Stratégie, roguelike, univers naval saupoudré de fantasy : tel est le programme proposé par Reclaim the Sea, sorti il y a quelques jours, le lundi 14 juillet pour être plus précis. Derrière ses apparences pixel se cache un titre original au fort potentiel, qui nécessite toutefois encore un peu de peaufinage. Disponible à moins de 10 euros jusqu’au 24 juillet, il mérite le coup d’œil, et soyons chauvins, c’est un jeu français en plus.
Reclaim the Sea est une production du studio 1LastGame qui nous transporte dans un univers de piraterie, de fantasy et de steampunk. Le joueur y doit mener son équipage à travers des mers dangereuses afin de sauver le monde. Sur le papier, cela semble assez classique, mais c’est manette en main que la surprise opère, à commencer par l’identité visuelle du titre. Avec une direction artistique classique dans l’univers du pixel, on pourrait croire être plusieurs décennies en arrière, avec un rendu certes basique, mais réussi et séduisant. C’est agréable à regarder, et les animations et sprites sont plutôt convaincantes.
Les mécaniques standards du rogue sont toujours de la partie : un niveau à finir, le choix de la prochaine destination, la rencontre d’ennemis ou de marchands, des récompenses pour améliorer notre personnage (ici notre équipage et navire), des points de vie qui ne remontent pas facilement et qui nous rapprochent de la défaite à chaque dégât, un boss de fin et la nécessité de recommencer la progression de zéro si l’on meurt. Ce qui change, c’est clairement l’expérience manette en main : les niveaux sont soit des rencontres amicales avec des PNJ marchands en tout genre, soit des navires ennemis avec lesquels il faut faire parler la poudre ! J
Le combat commence et le jeu se met en pause : le joueur choisit quel personnage se trouve derrière chaque canon, à la barre etc et quelle zone sera visée, sachant qu’il peut positionner chacun de ses pirates où il le souhaite. Il faut également prendre en compte la distance qui sépare les deux navires, si on aborde ou non, etc. Ensuite, la bataille commence et on peut admirer (ou non) l’adversaire couler et périr en donnant de nouvelles directives en live. Bien entendu, il faut composer avec de nombreux aléas : on rate nos tirs, l’ennemi est plus rapide, la différence de puissance de feu, des incendies à éteindre, etc. À chacune de nos actions aggressives, notre niveau de menace augmente, ce qui augmente également les « chances » de se faire attaquer par la faction des défenseurs de la liberté du coup on tente la discrétion mais ce n’est pas toujours simple d’autant que notre équipage a des besoins parfois trouvables que sur un ennemis….
Une fois la bataille terminée, la victoire nous octroie différentes ressources : de l’argent, de la nourriture, du bois et des munitions. L’argent sert lors des rencontres avec les marchands, la nourriture est consommée durant les traversées, le bois est utile pour réparer le navire et les munitions sont nécessaires pour combattre. Les marchands proposent notamment de l’équipage supplémentaire (pour déléguer plus de tâches), de nouveaux canons plus puissants, des cales supplémentaires pour activer de nouvelles fonctions, améliorer les statistiques du bateau, etc. Du coup, on voit vite que sans aller piller d’autres navires, dur dur d’avancer ou survivre…
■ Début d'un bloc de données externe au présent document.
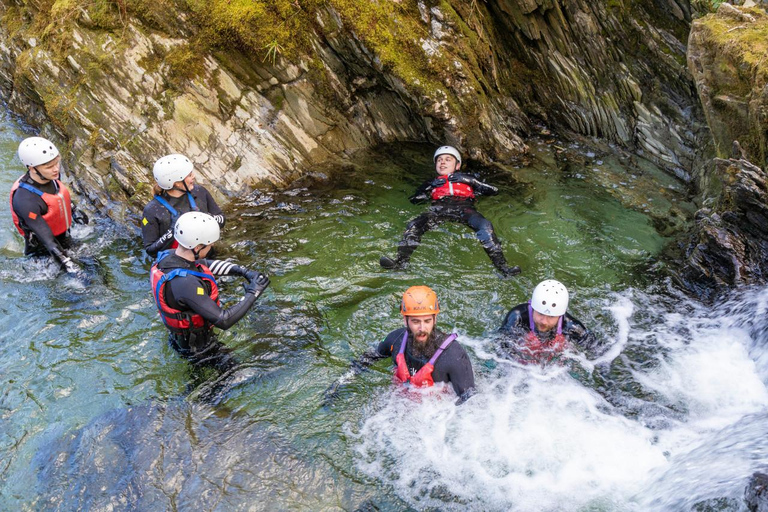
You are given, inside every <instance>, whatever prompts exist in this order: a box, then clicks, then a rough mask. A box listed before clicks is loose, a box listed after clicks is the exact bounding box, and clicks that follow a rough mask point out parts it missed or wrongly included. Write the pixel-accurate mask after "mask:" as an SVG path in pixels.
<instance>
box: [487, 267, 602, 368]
mask: <svg viewBox="0 0 768 512" xmlns="http://www.w3.org/2000/svg"><path fill="white" fill-rule="evenodd" d="M568 300H569V295H568V289H567V288H566V287H565V286H564V285H563V283H561V282H560V281H555V280H554V279H547V280H545V281H542V282H540V283H539V284H538V285H537V286H536V288H534V290H533V294H532V295H531V300H530V301H529V302H527V303H524V304H519V305H517V306H515V307H514V308H512V310H510V312H509V313H507V316H506V318H505V319H504V323H503V324H502V326H501V331H502V332H503V333H504V334H505V335H507V336H505V338H504V340H503V341H502V342H501V348H502V349H503V350H504V352H505V353H507V354H508V355H512V356H513V357H514V358H515V359H517V360H519V361H520V362H522V363H525V364H529V363H541V364H546V363H550V362H552V361H556V360H557V359H559V358H560V356H561V355H562V353H563V351H564V350H566V349H567V348H569V347H570V345H571V344H576V345H578V346H579V347H581V348H582V349H590V348H593V347H594V345H595V343H596V339H595V336H594V334H592V333H591V332H590V331H589V330H588V329H587V328H586V327H584V324H582V323H581V322H579V321H578V320H576V319H575V318H574V317H572V316H571V315H570V314H568V313H567V312H566V309H568Z"/></svg>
Une fois notre première victoire acquise, une carte navale s’affiche avec plusieurs destinations possibles dont on ignore la difficulté des combats à venir et plus la distance est loin, plus cela consomme de bouffe (le cercle vicieux). La carte montre plusieurs navires adverses, des marchands, etc. À nous de choisir ce que l’on fait, tout en gardant à l’esprit la destination finale. Sur le fond, il s’agit d’un rogue assez classique, mais la forme fonctionne plutôt bien et est bien transposée dans l’univers des pirates.
Le début de l’aventure peut paraître un peu rude, car plusieurs mécaniques ne sont pas expliquées ; on découvre parfois un peu sur le tas, mais on se prend au jeu et on enchaîne les parties. On teste pas mal de choses, on perd, on recommence, et on finit par apprendre de nos erreurs pour réussir notre prochaine expédition et atteindre notre but final (ou du moins s’en rapprocher). Il n’y a pas vraiment de système de progression récompensant l’échec par contre, hormis l’expérience du terrain, ce qui change aussi pas mal la donne par rapport aux autres rogues du marché. C’est parfois un peu difficile et punitif, mais en dehors de cela, c’est assez amusant et son petit prix est assurément un bon point.